14[対面/face to face]:summary
sumamry
授業時間外の学習(準備学習・復習・宿題等)Work to be done outside of class (preparation, etc.)
【本授業の準備・復習時間は、各4時間を標準とします。】Students must have basic background of machine learning.
テキスト(教科書)Textbooks
No specific textbook assigned. Materials (paper, reference, book chapter, slides) will be provided from time to time.
Students will find good references by their own.
参考書References
"Pattern recognition and machine learning" C.Bishop, Springer 2006.
Keras documentation (deep learning framework)
https://keras.io/
成績評価の方法と基準Grading criteria
60% in exercises in class and homework
40% in final report
(both on-line, off-line)
Use Hoppii system (Learning support system) to submit assignments and feedback.
Explanations of the assignments (except for the final assignment) will be given in the next and subsequent classes.
学生の意見等からの気づきChanges following student comments
Support with native language is sometimes necessary.
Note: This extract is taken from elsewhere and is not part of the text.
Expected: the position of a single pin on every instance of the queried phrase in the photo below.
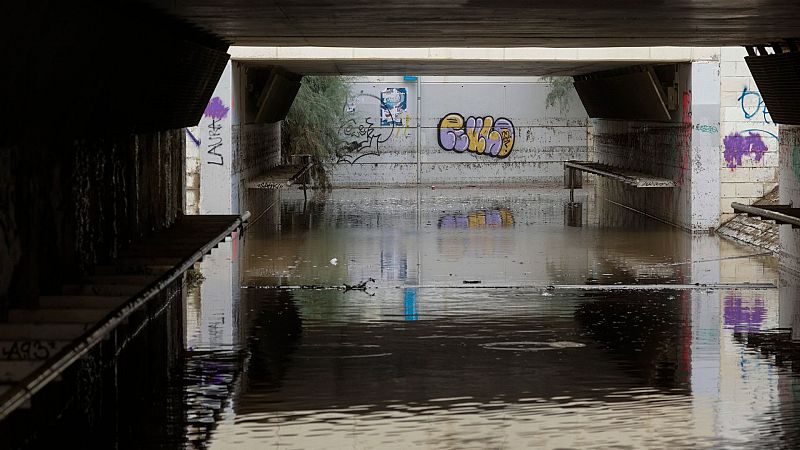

学生が準備すべき機器他Equipment student needs to prepare
Own computer (use google colaboratory)
その他の重要事項Others
Use google colaboratory.
Minimum programming skills in Python is required.
If the course is offered online, changes in online class methods, plans, and grading methods will be presented on a case-by-case basis in the Learning support system (Hoppii). Please check carefully on a daily basis to see if your instructor contacts you via the learning support system.